Читаем Дело Бутиных полностью

…Тогда, в темных сенях, почуяв на щеках быстрые, легкие, безгрешные поцелуи, он обмер от неожиданности, ни слова вошедшему Викулову, вспрыгнул в седло и в непонятном настроении понукнул лошадь. Теплая минута в сенях, полудетские губы, милые руки, срывающийся голос. А значения все-таки не придал.

Славная девочка, благородный порыв… Ничего большего!

Он боялся признаться себе, что невинное объятие семнадцатилетней девушки, ее поцелуи утешения, ее трогательное «милый мой, хороший мой» все же задели его, взволновали. С позиции взрослого человека относил он поведение девушки к разряду детских выходок. Как к поступку чистой непосредственной натуры. Умом, только умом. Непонятно почему такой живой след в памяти оставили эти неповторимые секунды в темных сенях викуловского дома.

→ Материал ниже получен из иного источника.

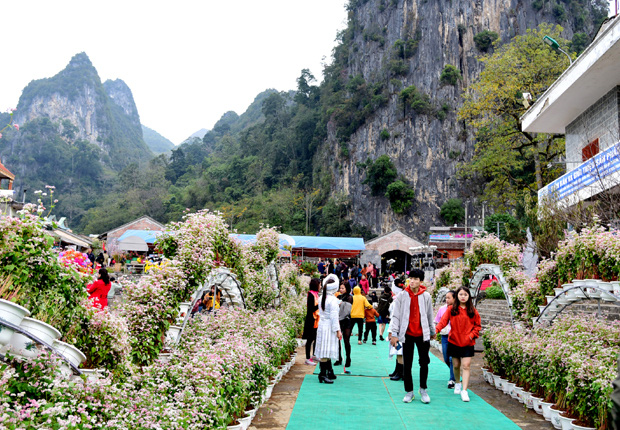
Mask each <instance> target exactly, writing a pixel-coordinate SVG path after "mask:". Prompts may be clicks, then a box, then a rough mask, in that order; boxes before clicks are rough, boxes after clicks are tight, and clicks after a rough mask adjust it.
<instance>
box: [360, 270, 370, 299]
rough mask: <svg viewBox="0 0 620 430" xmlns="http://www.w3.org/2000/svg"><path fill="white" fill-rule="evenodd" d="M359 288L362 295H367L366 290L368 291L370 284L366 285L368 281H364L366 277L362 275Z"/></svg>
mask: <svg viewBox="0 0 620 430" xmlns="http://www.w3.org/2000/svg"><path fill="white" fill-rule="evenodd" d="M360 287H361V288H362V292H363V293H364V295H366V294H368V290H370V284H369V283H368V279H366V275H362V280H361V281H360Z"/></svg>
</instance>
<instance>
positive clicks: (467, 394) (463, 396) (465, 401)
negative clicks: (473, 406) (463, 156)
mask: <svg viewBox="0 0 620 430" xmlns="http://www.w3.org/2000/svg"><path fill="white" fill-rule="evenodd" d="M461 400H462V401H464V402H469V394H468V393H467V390H463V391H461Z"/></svg>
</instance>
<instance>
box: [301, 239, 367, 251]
mask: <svg viewBox="0 0 620 430" xmlns="http://www.w3.org/2000/svg"><path fill="white" fill-rule="evenodd" d="M291 237H292V238H293V240H294V241H295V246H293V249H297V248H299V249H301V248H304V249H324V250H347V251H363V250H365V249H366V245H364V239H362V238H361V237H325V236H291Z"/></svg>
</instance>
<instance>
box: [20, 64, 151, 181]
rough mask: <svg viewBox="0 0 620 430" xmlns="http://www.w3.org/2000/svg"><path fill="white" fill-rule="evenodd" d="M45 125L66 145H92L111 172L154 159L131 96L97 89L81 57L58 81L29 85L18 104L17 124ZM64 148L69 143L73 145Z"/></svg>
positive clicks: (97, 78)
mask: <svg viewBox="0 0 620 430" xmlns="http://www.w3.org/2000/svg"><path fill="white" fill-rule="evenodd" d="M41 118H46V119H49V120H50V121H51V122H52V123H53V124H57V127H58V134H59V135H61V136H63V138H64V139H65V140H71V142H73V141H75V140H76V139H79V140H82V141H86V142H88V143H90V144H93V145H96V146H97V147H98V148H99V149H100V150H102V152H103V153H104V154H105V155H107V157H104V158H102V161H103V162H104V163H106V164H108V163H109V164H110V167H112V168H113V169H115V170H119V169H122V168H123V167H124V166H126V165H127V164H129V163H131V162H140V161H143V160H147V159H149V158H151V157H152V156H153V154H152V152H151V151H150V149H149V148H148V146H147V145H146V144H145V142H144V140H143V138H142V128H141V125H140V117H139V115H138V110H137V108H136V105H135V102H134V100H133V96H132V94H131V90H130V89H129V88H128V87H127V85H126V84H125V83H124V82H123V81H121V80H116V81H108V82H106V83H105V84H102V83H101V79H100V78H99V75H98V73H97V70H96V69H95V68H94V67H93V65H92V63H91V62H90V59H89V58H88V56H87V55H86V54H85V53H80V54H77V55H75V56H74V57H73V58H72V59H71V61H70V62H69V64H68V65H67V67H66V68H65V69H64V70H62V71H61V72H60V73H58V74H57V75H55V76H53V77H51V78H46V79H40V80H35V81H32V82H30V84H28V86H27V87H26V88H24V91H23V92H22V95H21V97H20V99H19V104H18V106H17V112H16V118H15V119H16V122H17V123H18V124H23V125H27V124H28V123H29V122H31V121H33V120H38V119H41ZM71 142H68V143H71Z"/></svg>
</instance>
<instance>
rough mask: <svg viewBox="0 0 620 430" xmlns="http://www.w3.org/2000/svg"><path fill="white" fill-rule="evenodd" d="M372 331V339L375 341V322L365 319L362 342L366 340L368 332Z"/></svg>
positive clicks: (376, 327)
mask: <svg viewBox="0 0 620 430" xmlns="http://www.w3.org/2000/svg"><path fill="white" fill-rule="evenodd" d="M369 331H370V332H372V341H373V342H376V341H377V323H376V322H374V321H372V322H368V321H366V331H365V332H364V342H365V341H367V340H368V332H369Z"/></svg>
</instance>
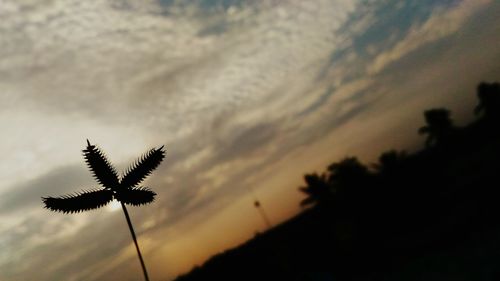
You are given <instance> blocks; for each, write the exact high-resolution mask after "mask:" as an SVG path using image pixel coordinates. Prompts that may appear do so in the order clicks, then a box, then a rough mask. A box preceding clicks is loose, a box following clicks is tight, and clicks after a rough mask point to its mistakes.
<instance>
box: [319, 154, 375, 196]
mask: <svg viewBox="0 0 500 281" xmlns="http://www.w3.org/2000/svg"><path fill="white" fill-rule="evenodd" d="M328 171H329V172H330V176H329V178H328V181H329V182H330V183H331V184H332V185H333V187H334V189H338V188H341V189H342V188H349V187H353V186H354V187H355V186H359V185H360V184H363V183H364V181H365V180H366V179H367V177H368V176H369V175H370V172H369V170H368V168H367V167H366V166H365V165H363V164H362V163H361V162H359V160H358V158H357V157H347V158H344V159H343V160H341V161H340V162H336V163H333V164H331V165H330V166H328Z"/></svg>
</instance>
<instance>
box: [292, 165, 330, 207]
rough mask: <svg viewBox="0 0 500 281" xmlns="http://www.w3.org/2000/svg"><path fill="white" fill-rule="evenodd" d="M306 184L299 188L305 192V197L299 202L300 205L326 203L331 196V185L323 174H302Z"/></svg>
mask: <svg viewBox="0 0 500 281" xmlns="http://www.w3.org/2000/svg"><path fill="white" fill-rule="evenodd" d="M304 181H305V182H306V184H307V185H306V186H303V187H300V188H299V190H300V191H302V192H303V193H305V194H307V197H306V198H305V199H304V200H302V201H301V202H300V205H301V206H302V207H305V206H309V205H313V204H319V205H323V204H328V203H330V201H331V200H332V198H333V192H332V189H331V186H330V185H329V184H328V183H327V180H326V176H325V175H318V174H316V173H314V174H308V175H305V176H304Z"/></svg>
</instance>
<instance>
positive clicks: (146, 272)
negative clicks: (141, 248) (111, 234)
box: [120, 202, 149, 281]
mask: <svg viewBox="0 0 500 281" xmlns="http://www.w3.org/2000/svg"><path fill="white" fill-rule="evenodd" d="M120 204H122V209H123V213H125V218H126V219H127V223H128V228H129V229H130V234H132V239H133V240H134V244H135V249H136V250H137V255H139V260H140V261H141V266H142V271H143V272H144V279H145V280H146V281H149V277H148V271H147V270H146V265H145V264H144V260H143V259H142V255H141V250H139V244H137V238H136V237H135V232H134V227H133V226H132V222H131V221H130V216H129V215H128V212H127V208H126V207H125V204H123V202H120Z"/></svg>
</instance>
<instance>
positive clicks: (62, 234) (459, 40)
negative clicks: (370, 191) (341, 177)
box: [0, 0, 498, 280]
mask: <svg viewBox="0 0 500 281" xmlns="http://www.w3.org/2000/svg"><path fill="white" fill-rule="evenodd" d="M4 2H5V5H4V3H2V5H4V6H2V7H5V8H4V9H1V10H0V13H2V14H1V16H2V21H1V22H0V32H1V35H2V36H0V46H1V47H0V91H2V95H1V98H0V99H1V100H0V101H1V102H0V107H2V111H1V112H2V113H0V117H1V118H0V125H1V126H2V128H5V129H4V131H3V138H2V139H0V147H4V148H7V149H4V151H3V152H2V155H3V156H4V159H3V161H2V163H0V164H1V165H2V166H1V168H2V169H0V182H1V183H2V184H1V189H2V190H1V191H2V192H1V194H0V195H1V196H2V197H0V216H2V218H3V219H4V221H7V222H8V224H6V225H4V227H3V228H1V229H0V243H1V245H2V247H1V248H2V249H4V250H3V251H2V253H0V279H2V280H29V279H33V276H37V279H38V280H108V279H110V278H112V277H111V276H113V274H116V272H117V271H120V270H122V271H123V273H121V274H122V275H120V276H123V278H125V277H126V278H130V279H133V278H136V277H137V278H139V277H140V276H138V275H134V274H139V275H140V271H139V268H138V265H137V261H136V260H135V259H136V257H135V253H134V252H133V248H131V247H130V243H131V241H130V237H129V234H128V233H127V230H126V226H125V223H124V220H123V218H122V217H121V216H122V215H121V214H119V213H109V212H106V211H105V210H100V211H99V212H91V213H89V214H81V215H76V216H62V215H56V214H49V213H47V212H45V211H44V210H42V209H41V208H38V207H39V206H38V204H39V203H40V201H39V199H40V196H44V195H62V194H65V193H68V192H72V191H77V190H79V189H81V188H85V187H87V186H89V187H91V186H93V184H94V183H93V182H92V179H91V177H90V175H89V173H88V172H87V171H86V168H85V167H84V164H83V162H82V160H81V155H80V152H79V150H81V149H82V148H83V145H84V140H85V138H91V140H92V141H95V142H97V143H98V144H101V145H102V147H103V150H104V151H106V152H108V154H109V156H110V157H109V158H110V160H111V161H112V162H114V163H116V164H117V167H118V168H119V169H122V168H125V167H126V166H127V165H128V164H129V163H130V161H133V160H134V159H136V157H137V156H138V155H139V154H140V153H143V152H144V150H145V149H144V148H145V147H146V148H147V147H149V146H151V145H153V146H157V145H160V144H165V145H166V148H167V157H166V159H165V161H164V163H163V164H162V165H161V166H160V167H159V168H158V169H157V171H155V173H153V175H152V177H151V179H150V180H148V181H147V182H146V183H145V184H147V185H148V186H150V187H152V188H153V189H154V190H155V191H156V192H157V193H158V200H157V202H155V203H154V204H152V205H150V206H148V207H147V208H146V207H145V208H134V209H133V214H132V216H133V221H134V223H136V224H135V226H136V231H137V233H138V234H139V235H140V241H145V242H144V245H145V246H144V254H145V256H148V257H149V256H150V255H151V256H152V255H153V254H155V255H156V254H158V255H159V253H157V252H156V251H159V250H156V249H158V248H162V249H163V248H165V247H166V248H169V247H172V246H171V245H175V243H176V242H178V241H180V240H182V238H185V239H187V237H188V236H189V235H191V233H196V230H197V229H198V228H200V227H201V225H205V224H209V223H210V222H211V218H213V217H215V216H216V215H217V214H220V213H222V212H224V210H227V209H228V208H229V207H230V206H232V205H233V204H235V202H238V200H242V198H245V196H248V195H247V194H248V190H249V188H255V189H256V190H257V192H259V194H265V195H266V196H267V197H266V198H271V197H272V196H271V195H269V194H271V193H272V192H277V191H276V190H277V189H278V187H279V188H282V187H281V185H284V183H286V184H288V183H290V182H291V177H290V173H292V172H297V173H298V174H297V177H298V178H300V171H303V172H306V171H309V170H310V169H315V168H321V166H319V165H320V164H321V165H322V164H324V163H322V162H324V161H327V160H324V159H326V158H328V157H333V156H338V155H341V154H343V153H347V152H349V153H351V151H352V153H355V152H356V151H364V154H363V155H368V154H369V153H371V154H375V153H377V152H378V150H377V149H379V148H380V149H385V148H386V146H392V145H402V144H400V143H403V141H402V140H398V138H395V137H393V135H392V133H391V132H390V130H389V129H387V130H385V131H384V130H383V129H381V128H382V127H384V128H385V127H389V128H395V127H398V126H402V127H404V128H403V129H405V130H406V131H405V132H407V135H408V136H410V135H411V136H413V135H412V134H414V133H415V128H413V127H415V126H416V125H417V123H418V122H420V121H419V120H417V119H415V116H416V115H417V114H419V113H420V112H421V109H422V108H425V107H427V106H429V105H433V104H439V103H441V102H443V103H444V102H446V101H450V100H457V99H458V98H457V96H459V97H463V96H465V92H464V90H462V91H459V89H460V88H461V87H466V86H467V87H468V85H469V84H470V83H476V82H477V79H478V77H479V76H481V75H485V76H487V77H495V75H496V73H498V71H497V70H498V67H497V66H496V67H495V66H493V63H492V61H495V60H494V59H495V58H497V57H498V50H495V49H494V47H495V46H496V44H495V42H496V40H495V39H497V37H498V35H496V37H495V33H494V32H493V31H487V30H486V29H476V30H475V29H474V28H473V27H474V24H476V25H477V26H481V24H478V23H477V21H478V14H479V13H481V12H483V13H486V12H488V11H486V10H484V9H482V8H481V7H486V6H484V5H486V4H487V2H486V1H474V2H472V1H462V2H455V1H452V2H453V3H452V4H453V5H452V4H450V3H451V2H446V4H442V5H441V4H440V5H437V4H436V5H437V6H439V7H438V8H436V5H434V4H429V3H426V4H419V3H420V2H419V1H411V2H408V3H409V4H407V5H406V4H405V5H403V4H401V3H403V2H401V1H388V2H387V1H386V2H381V1H370V2H363V3H361V2H360V1H350V0H345V1H340V0H339V1H331V0H317V1H195V2H190V3H188V4H186V2H182V1H160V2H157V1H145V2H141V3H139V2H137V1H93V2H92V3H89V2H77V1H47V3H41V2H40V4H39V3H38V2H36V1H35V2H32V1H23V2H19V1H4ZM181 2H182V3H181ZM396 2H397V3H399V5H396V4H397V3H396ZM393 4H394V7H396V8H395V9H394V11H393V10H391V9H387V6H388V5H389V6H391V5H393ZM414 10H415V11H416V10H418V11H419V12H418V13H417V12H415V14H412V13H411V11H414ZM391 11H392V14H391V13H390V12H391ZM387 13H389V14H387ZM397 14H402V15H406V16H401V15H400V16H397ZM410 15H411V16H410ZM402 18H404V19H405V20H406V21H403V19H402ZM484 18H486V17H484ZM484 18H483V17H482V18H481V19H484ZM497 21H498V20H497V19H494V18H493V16H490V17H489V20H488V22H489V23H491V25H490V26H496V25H495V23H497ZM391 27H398V28H396V29H391ZM478 30H479V31H481V30H484V31H481V32H478ZM384 32H385V33H384ZM382 33H384V34H385V35H387V36H381V34H382ZM456 34H460V36H455V35H456ZM471 34H474V36H477V37H472V35H471ZM468 36H470V37H468ZM472 39H477V40H472ZM446 40H449V41H446ZM472 41H477V42H476V43H474V42H472ZM450 42H452V45H453V46H452V47H450V45H449V43H450ZM480 42H489V45H488V46H487V48H484V49H483V50H484V52H483V53H482V54H481V55H473V54H475V53H479V52H477V50H479V45H480ZM435 46H442V47H440V48H434V47H435ZM429 49H432V52H431V51H428V50H429ZM456 57H460V58H462V59H461V60H460V62H459V64H458V66H460V67H457V64H454V62H456V61H454V60H453V58H456ZM428 58H432V59H428ZM467 65H475V66H476V67H474V69H475V72H474V73H473V74H470V73H469V74H467V73H465V72H464V73H459V74H460V75H462V74H463V75H462V76H463V77H466V78H464V79H461V81H458V82H457V83H454V84H453V85H446V86H443V87H441V88H440V87H438V85H439V84H442V81H443V79H444V80H447V81H450V79H451V78H450V77H454V76H457V75H458V74H457V72H456V71H459V70H456V69H464V68H465V66H467ZM480 65H482V66H480ZM408 66H413V68H412V67H408ZM415 66H418V67H415ZM415 69H417V70H415ZM453 69H455V70H453ZM367 70H369V71H367ZM437 74H439V75H441V76H438V75H437ZM466 74H467V75H466ZM464 81H465V82H464ZM438 88H439V89H442V90H443V92H445V93H446V94H444V95H443V96H442V97H441V96H438V95H435V94H434V92H432V91H431V90H434V89H436V90H437V89H438ZM4 93H5V94H4ZM453 93H455V95H454V94H453ZM457 93H458V94H457ZM467 94H468V93H467ZM464 100H466V99H465V98H464ZM469 100H470V99H467V101H469ZM464 104H465V102H464ZM440 105H441V104H440ZM459 107H460V106H459V105H458V104H456V107H455V108H459ZM462 107H463V105H462ZM402 120H404V122H403V121H402ZM408 120H410V121H408ZM401 122H403V123H404V124H403V125H401ZM13 124H15V125H13ZM382 125H384V126H382ZM398 128H399V127H398ZM387 135H390V137H387ZM383 136H385V137H384V138H382V137H383ZM401 138H402V137H401ZM412 138H413V137H412ZM381 139H383V140H385V141H380V140H381ZM405 143H406V142H405ZM320 148H322V149H321V150H320ZM356 149H357V150H356ZM370 150H373V151H371V152H370ZM318 151H320V152H318ZM366 151H368V152H366ZM374 151H375V152H374ZM320 154H321V155H320ZM328 160H333V159H328ZM284 162H287V163H288V162H290V163H293V169H292V168H290V167H291V164H290V163H288V164H289V165H287V163H284ZM75 163H81V164H78V165H77V164H75ZM313 166H314V167H313ZM26 171H29V172H30V173H26ZM298 184H299V183H297V185H298ZM262 186H264V187H262ZM259 187H261V189H259ZM267 188H269V190H267ZM273 188H274V189H273ZM263 189H265V190H263ZM283 190H284V188H283ZM292 193H293V194H295V193H296V189H295V186H291V187H290V191H289V192H288V193H286V196H282V194H280V196H278V197H279V200H276V201H280V202H281V203H282V202H284V201H286V200H285V197H287V196H289V197H291V195H290V194H292ZM283 194H285V193H283ZM287 198H288V197H287ZM290 204H295V203H294V202H292V203H290ZM249 208H251V204H249ZM23 212H24V214H23ZM242 213H245V212H243V211H242ZM233 215H234V216H237V215H238V214H233ZM241 220H242V219H241ZM214 227H215V228H217V227H223V226H221V225H214ZM117 229H121V231H117ZM235 235H236V234H235ZM243 236H244V235H241V236H240V237H243ZM165 237H168V239H165ZM193 239H194V238H193ZM208 242H210V241H208ZM160 246H161V247H160ZM207 254H208V253H207ZM61 257H64V258H62V259H61ZM48 260H50V261H51V262H50V265H47V261H48ZM21 261H22V262H21ZM156 262H159V261H156ZM129 265H130V266H129ZM135 269H137V270H135ZM169 270H171V273H172V274H173V273H175V272H176V269H169ZM40 272H42V273H40ZM131 272H132V273H131ZM163 274H164V273H163ZM120 278H121V277H120Z"/></svg>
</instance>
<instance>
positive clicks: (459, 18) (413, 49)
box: [367, 0, 491, 75]
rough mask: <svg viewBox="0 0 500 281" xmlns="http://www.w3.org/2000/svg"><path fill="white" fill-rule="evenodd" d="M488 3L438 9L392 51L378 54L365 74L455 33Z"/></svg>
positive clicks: (458, 5)
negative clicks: (444, 10) (376, 56)
mask: <svg viewBox="0 0 500 281" xmlns="http://www.w3.org/2000/svg"><path fill="white" fill-rule="evenodd" d="M489 3H491V0H464V1H462V2H460V3H459V4H458V5H457V6H452V7H451V8H449V9H450V10H448V11H442V10H440V9H438V10H437V11H435V12H434V13H433V15H431V17H430V18H429V19H428V20H427V21H426V22H425V23H423V24H421V25H415V26H413V27H412V28H411V29H410V31H409V33H408V34H407V35H406V37H405V38H404V39H403V40H401V41H400V42H398V43H397V44H396V45H395V46H394V47H393V48H392V49H390V50H388V51H385V52H383V53H381V54H379V55H378V56H377V57H376V58H375V61H374V62H373V63H372V64H371V65H369V66H368V68H367V72H368V73H369V74H370V75H373V74H377V73H378V72H380V71H381V70H383V69H384V67H385V66H387V65H389V64H390V63H392V62H394V61H397V60H398V59H400V58H402V57H404V56H405V55H407V54H409V53H411V52H412V51H414V50H416V49H418V48H419V47H421V46H424V45H426V44H429V43H430V42H433V41H436V40H438V39H441V38H443V37H446V36H449V35H451V34H454V33H456V32H457V31H458V30H459V29H460V27H461V26H462V25H463V24H464V23H465V22H466V21H467V19H469V18H470V17H471V16H472V15H474V14H475V13H476V12H477V10H479V9H481V8H483V7H484V6H486V5H487V4H489Z"/></svg>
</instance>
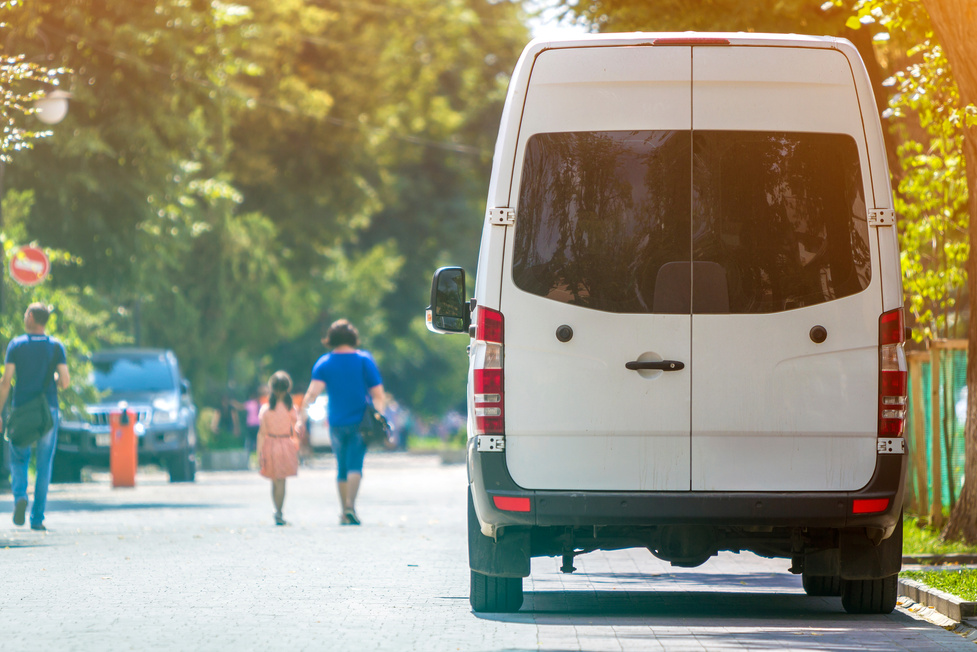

Так бы все эти ясные размышления и смутные ощущения исчезли, утонули в море житейских дел, если бы не внезапная, страшная гибель Викулова. Медведь-шатун выбил из рук старого охотника давшее осечку ружье, нож лишь подранил взъяренного зверя, а напарник оплошал. Истерзанного, еле дышащего привезли старого охотника домой на Хилу.

Ни Серафима, ни Зоя не могли сами придумать слова, сказанные стариком в минуту кончины: «Дети мои, девочки мои, Михаил Дмитриевич не оставит вас… Вы к нему…»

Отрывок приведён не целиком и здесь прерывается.